Science Network News (reporter Cheng Gang correspondent Li Yanrong) how do plants adjust their growth speed according to changes in the environment? Recently, the important “switch” behind this natural law was found by Yu Feng’s research group in the School of Biology of Hunan University. The researchers mapped the “regulatory circuit map” of the receptor kinase FERONIA, which exists in plants— in adversity, causing plants to enter “dormant” mode, temporarily delaying growth and using more energy to resist adverse factors in the environment; conversely, turning on “growth” mode. The results were published online in the proceedings of the National Academy of Sciences on August 26 in the form of a lengthy paper.

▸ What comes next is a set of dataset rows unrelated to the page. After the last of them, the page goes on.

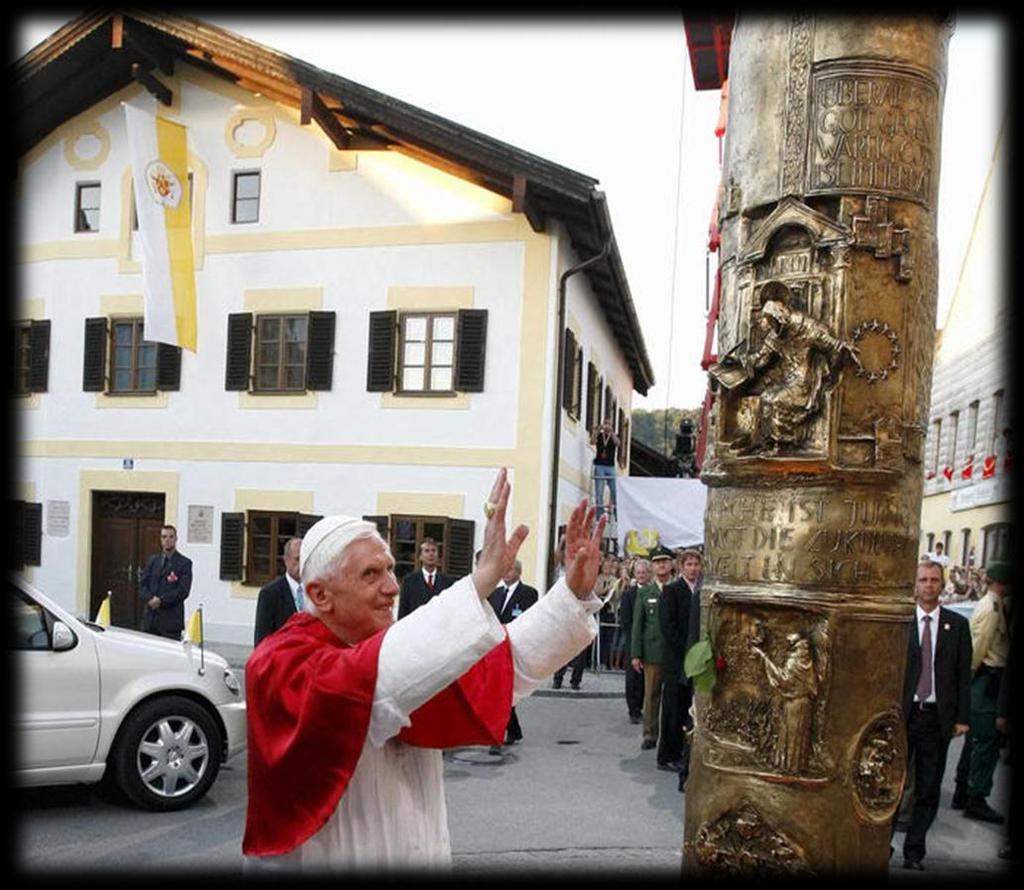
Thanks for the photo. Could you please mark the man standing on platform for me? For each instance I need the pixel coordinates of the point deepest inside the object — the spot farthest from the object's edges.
(418, 587)
(936, 701)
(606, 442)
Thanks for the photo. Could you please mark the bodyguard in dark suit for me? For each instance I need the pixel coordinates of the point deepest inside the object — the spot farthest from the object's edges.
(418, 587)
(936, 701)
(165, 585)
(509, 600)
(674, 617)
(627, 603)
(280, 599)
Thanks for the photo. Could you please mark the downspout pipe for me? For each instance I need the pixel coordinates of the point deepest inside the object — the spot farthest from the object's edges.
(557, 441)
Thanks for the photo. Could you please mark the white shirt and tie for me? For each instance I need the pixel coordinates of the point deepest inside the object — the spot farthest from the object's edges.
(927, 631)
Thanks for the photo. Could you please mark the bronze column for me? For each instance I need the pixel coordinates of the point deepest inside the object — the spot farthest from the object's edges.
(826, 331)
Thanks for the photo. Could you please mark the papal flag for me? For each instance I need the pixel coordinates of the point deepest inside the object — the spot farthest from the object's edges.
(160, 170)
(196, 626)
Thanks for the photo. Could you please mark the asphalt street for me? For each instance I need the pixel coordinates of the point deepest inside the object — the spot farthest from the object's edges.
(578, 796)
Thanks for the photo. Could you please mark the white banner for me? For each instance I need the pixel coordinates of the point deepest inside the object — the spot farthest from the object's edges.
(653, 510)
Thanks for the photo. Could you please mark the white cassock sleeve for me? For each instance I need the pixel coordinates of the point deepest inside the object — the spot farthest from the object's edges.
(435, 644)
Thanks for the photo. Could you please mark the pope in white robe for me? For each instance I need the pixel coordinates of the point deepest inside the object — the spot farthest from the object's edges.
(349, 711)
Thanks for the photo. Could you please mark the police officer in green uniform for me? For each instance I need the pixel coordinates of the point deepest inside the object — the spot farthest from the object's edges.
(647, 646)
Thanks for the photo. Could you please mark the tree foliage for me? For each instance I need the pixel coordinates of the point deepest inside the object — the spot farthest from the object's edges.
(657, 428)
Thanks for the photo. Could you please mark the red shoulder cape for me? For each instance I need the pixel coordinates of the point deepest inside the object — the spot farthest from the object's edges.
(308, 703)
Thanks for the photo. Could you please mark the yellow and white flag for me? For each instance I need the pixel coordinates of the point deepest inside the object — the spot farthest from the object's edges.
(196, 626)
(103, 612)
(160, 169)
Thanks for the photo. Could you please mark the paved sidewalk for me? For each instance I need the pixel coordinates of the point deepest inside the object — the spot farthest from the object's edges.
(632, 812)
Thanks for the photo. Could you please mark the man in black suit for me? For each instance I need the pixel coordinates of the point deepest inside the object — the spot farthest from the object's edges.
(165, 584)
(936, 701)
(509, 600)
(280, 599)
(418, 587)
(674, 617)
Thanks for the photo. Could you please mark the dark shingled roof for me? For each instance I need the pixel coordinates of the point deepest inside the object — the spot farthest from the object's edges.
(98, 53)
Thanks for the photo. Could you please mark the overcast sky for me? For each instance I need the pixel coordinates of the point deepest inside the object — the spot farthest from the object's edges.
(614, 99)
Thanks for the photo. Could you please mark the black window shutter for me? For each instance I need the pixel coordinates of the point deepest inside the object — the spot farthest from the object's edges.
(305, 521)
(32, 534)
(94, 365)
(380, 358)
(320, 354)
(578, 367)
(460, 550)
(15, 547)
(39, 356)
(568, 362)
(382, 523)
(232, 539)
(240, 344)
(472, 350)
(591, 377)
(168, 368)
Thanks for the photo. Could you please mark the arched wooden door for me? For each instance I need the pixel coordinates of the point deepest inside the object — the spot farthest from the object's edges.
(125, 534)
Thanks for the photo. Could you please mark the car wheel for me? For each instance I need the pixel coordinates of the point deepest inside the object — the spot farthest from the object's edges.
(168, 754)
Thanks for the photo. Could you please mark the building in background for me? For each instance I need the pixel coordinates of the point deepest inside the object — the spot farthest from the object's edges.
(969, 448)
(391, 306)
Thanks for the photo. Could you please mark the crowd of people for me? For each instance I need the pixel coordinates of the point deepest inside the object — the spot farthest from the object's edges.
(371, 716)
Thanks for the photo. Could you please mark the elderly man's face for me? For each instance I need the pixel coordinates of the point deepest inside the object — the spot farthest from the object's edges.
(355, 601)
(691, 568)
(642, 573)
(291, 558)
(428, 555)
(928, 586)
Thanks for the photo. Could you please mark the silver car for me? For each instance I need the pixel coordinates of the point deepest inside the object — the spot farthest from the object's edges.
(156, 717)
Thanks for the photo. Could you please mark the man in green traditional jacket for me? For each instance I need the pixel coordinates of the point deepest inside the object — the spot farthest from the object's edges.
(647, 647)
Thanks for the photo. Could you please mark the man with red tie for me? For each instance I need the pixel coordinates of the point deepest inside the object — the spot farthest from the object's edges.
(418, 587)
(936, 701)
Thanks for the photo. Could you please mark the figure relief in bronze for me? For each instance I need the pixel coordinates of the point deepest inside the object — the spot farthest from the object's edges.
(768, 710)
(741, 843)
(879, 765)
(797, 361)
(795, 681)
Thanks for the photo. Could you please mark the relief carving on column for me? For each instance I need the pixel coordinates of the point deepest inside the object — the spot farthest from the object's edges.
(878, 767)
(767, 714)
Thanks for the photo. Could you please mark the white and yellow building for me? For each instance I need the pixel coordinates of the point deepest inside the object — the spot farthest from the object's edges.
(387, 306)
(969, 450)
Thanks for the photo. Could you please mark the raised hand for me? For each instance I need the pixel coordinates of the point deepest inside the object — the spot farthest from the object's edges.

Scientists have found that in cases that are not conducive to growth, plants produce a hormone that inhibits growth, abscisic acid (ABA), commonly known as “dormant hormone”, but the principle behind it is not very clear. In recent years, the receptor kinase FERONIA, as the “star molecule” of the plant scientific research community, has attracted close attention from the scientific research community, but its internal working mechanism has not yet been fully revealed.

Yu Feng’s team had long set its sights on FERONIA. In 2012, they found that under normal growth conditions, FERONIA can activate the phosphatase AB12 through the small G protein signaling pathway, thereby preventing abscisic acid from emitting signals that inhibit growth. Further studies found that there is a corresponding negative feedback mechanism: under adverse conditions such as pests and diseases, the content of abscisic acid increases, inhibits the phosphatase AB12, and releases the kinase activity of FERON, thereby “turning off” the growth “switch” of the plant – RALF polypeptide signal.

Yu Feng’s team confirmed that it was FERONIA that mediated the cross-“session” between abscisic acid and RALF polypeptide signaling, and ultimately regulated the growth rate of plants in environments such as stress. They took the lead in proposing the above “session” model: under normal growth conditions, the RALF polypeptide signal that regulates plant growth inhibits the abscisic acid signal through its receptor FERONIA, thereby reducing the stress response and accelerating the growth of plants; and under the conditions of stress (such as salt, temperature, pests, etc.), the abscisic acid content is increased and the activity of phosphatase AB12 is inhibited to upregulate the RALF signal response, so that the plant stress response is enhanced, the growth rate is slowed down, and the final viability is enhanced.

According to Yu Feng, the research team is translating this basic theoretical finding into applied research on major crops such as rice to regulate the growth of rice to obtain more high-quality rice.